Enjoy this spookily good (and good for you) pumpkin pie tomorrow with your little ghouls for Halloween. Start soaking those flax seeds today, and you’ll be ready to bake up some magic later tonight or tomorrow. :)
2 tsp. xantham gum
1 tsp. sugar
1/4 tsp. sea salt
1/8 tsp. ground cinnamon
4 tbs. non hydrogenated shortening, chopped into 1/2” pieces
3 tbs. flax seed goo**
2-4 tbs. cold water
1 tsp. cinnamon
1/2 tsp. salt
1/4 tsp. ground cloves
1/8 tsp. nutmeg
1 1/4 cup pumpkin puree* (made fresh from real pumpkin recommended. See below.)
1 1/4 cup flax seed goo**
Prep time: 15 minutes (not including flax seed and pumpkin puree prep. See below for instructions.) + 4 hours for the flax seeds to soak and become “goo”**
Cook time: 50-65 minutes
Yields one pie of deliciousness.
- Prepare crust: in large bowl, mix flour, xantham gum, sugar, sea salt, and cinnamon with a fork until combined. Using two knives in a criss-cross cutting motion, incorporate shortening until pea-size pebbles of dough form. Repeat with 3 tbs. flax seed goo. Knead with hands, and add 2 tbs. cold water (more by the tablespoon if you need) until the dough is supple, but not sticky. Continue kneading until dough is consistent, and cohesive, then form into a ball.
- Roll ‘er out! Line a flat surface with parchment paper (or plastic wrap), place dough ball in center, and top with another sheet of lining. Using a rolling pin (or a wine bottle), and roll out to a little less than 1/4” thick, and about 14” in diameter. (You want it to be enough to cover the base of your pie dish.) Remove top sheet of paper, and flip onto greased and floured pie dish. Break away extra dough from the edges, and use to patch any gaps. Pinch around the edges of the dough, using your first three fingers, to make it pretty. Store in the fridge until filling is ready.
- Pre-heat oven to 425 degrees Fahrenheit.
- Prepare filling: In a small bowl, combine sugar, cinnamon, salt, cloves, and nutmeg. Set aside. In large bowl, combine pumpkin puree and flax seed goo until well-blended. Gradually stir in sugar and spices until completely incorporated.
- Remove pie shell from the fridge, pour in the filling, and pop in the oven for 15 minutes at 425 degrees. Reduce heat to 350 degrees, and bake for another 40-50 minutes, or until the center starts to bubble.
- Remove from oven, cool to room temperature, and refrigerate until ready to serve***.

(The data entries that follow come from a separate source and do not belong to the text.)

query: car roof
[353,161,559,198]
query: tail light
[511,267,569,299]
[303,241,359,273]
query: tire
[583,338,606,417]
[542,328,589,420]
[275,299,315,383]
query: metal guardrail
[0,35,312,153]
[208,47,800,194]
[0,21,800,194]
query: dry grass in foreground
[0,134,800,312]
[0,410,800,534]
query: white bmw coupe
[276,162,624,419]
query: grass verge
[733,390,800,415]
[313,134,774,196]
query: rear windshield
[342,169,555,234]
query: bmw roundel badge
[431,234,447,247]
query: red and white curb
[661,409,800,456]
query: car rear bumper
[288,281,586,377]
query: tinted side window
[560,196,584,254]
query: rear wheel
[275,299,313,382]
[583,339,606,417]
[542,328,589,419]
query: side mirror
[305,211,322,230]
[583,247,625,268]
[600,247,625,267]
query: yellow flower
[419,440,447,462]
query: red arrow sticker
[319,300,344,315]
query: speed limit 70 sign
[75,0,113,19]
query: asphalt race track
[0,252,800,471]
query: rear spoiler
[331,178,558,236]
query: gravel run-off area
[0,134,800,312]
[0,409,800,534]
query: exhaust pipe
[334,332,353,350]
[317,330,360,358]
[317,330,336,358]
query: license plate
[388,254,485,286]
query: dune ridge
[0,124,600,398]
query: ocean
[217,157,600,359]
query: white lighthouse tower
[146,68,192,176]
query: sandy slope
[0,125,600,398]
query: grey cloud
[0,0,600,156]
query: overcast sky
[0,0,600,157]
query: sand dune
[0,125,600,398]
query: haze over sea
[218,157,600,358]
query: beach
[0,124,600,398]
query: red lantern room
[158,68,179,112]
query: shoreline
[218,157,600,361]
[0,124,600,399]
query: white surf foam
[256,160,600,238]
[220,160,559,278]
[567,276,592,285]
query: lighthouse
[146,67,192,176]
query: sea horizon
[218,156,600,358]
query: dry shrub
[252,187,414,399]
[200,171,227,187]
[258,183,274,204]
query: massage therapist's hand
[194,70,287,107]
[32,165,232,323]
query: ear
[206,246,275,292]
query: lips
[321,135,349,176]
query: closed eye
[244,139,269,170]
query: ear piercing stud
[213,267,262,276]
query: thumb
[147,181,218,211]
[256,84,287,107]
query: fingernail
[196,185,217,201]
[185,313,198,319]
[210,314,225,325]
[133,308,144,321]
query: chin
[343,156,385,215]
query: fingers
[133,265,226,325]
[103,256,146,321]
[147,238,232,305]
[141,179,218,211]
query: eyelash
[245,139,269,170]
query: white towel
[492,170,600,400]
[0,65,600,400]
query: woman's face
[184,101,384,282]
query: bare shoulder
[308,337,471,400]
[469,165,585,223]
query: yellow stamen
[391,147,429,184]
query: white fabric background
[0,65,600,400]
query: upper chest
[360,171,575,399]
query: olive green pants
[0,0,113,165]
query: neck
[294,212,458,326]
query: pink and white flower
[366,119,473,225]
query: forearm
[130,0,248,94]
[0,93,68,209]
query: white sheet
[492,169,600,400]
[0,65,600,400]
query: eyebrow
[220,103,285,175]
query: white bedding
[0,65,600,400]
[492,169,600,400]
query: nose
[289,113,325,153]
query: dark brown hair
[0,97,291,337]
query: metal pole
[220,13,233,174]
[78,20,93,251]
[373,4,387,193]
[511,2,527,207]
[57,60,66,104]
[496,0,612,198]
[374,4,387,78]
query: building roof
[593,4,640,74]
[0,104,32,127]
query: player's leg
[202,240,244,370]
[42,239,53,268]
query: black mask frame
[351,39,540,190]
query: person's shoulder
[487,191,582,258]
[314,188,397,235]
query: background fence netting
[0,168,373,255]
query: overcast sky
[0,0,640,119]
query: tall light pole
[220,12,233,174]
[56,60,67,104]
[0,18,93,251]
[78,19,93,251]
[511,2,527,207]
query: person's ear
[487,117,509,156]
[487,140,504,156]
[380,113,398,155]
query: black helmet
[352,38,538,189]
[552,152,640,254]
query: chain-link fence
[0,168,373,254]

*Pumpkin Puree Recipe: To make pumpkin puree out of a fresh pumpkin, simply cut off the top of the pumpkin, slice in half, scoop out the seeds, and then cut into quarters. Bake on an ungreased baking sheet, skin-side-down, at 350 degrees Fahrenheit for about 50-75 minutes, or until they are soft and the skin peels off easily. Let cool to touch, then peel off skins. In a blender, or using a handheld mixer, puree until completely smooth.
**Flax Seed Goo: Can be made in advance. Soak 1/2 cup flax seeds in 1 1/2 cups filtered water for 4 hours, or for up to 12 hours in the refrigerator. Puree in either a blender or using a handheld mixer. That’s it.
***If you’re hankering for some whipped topping, that is dairy and soy-free, check out the rice whip options at health food stores. You can also use marshmallow cream.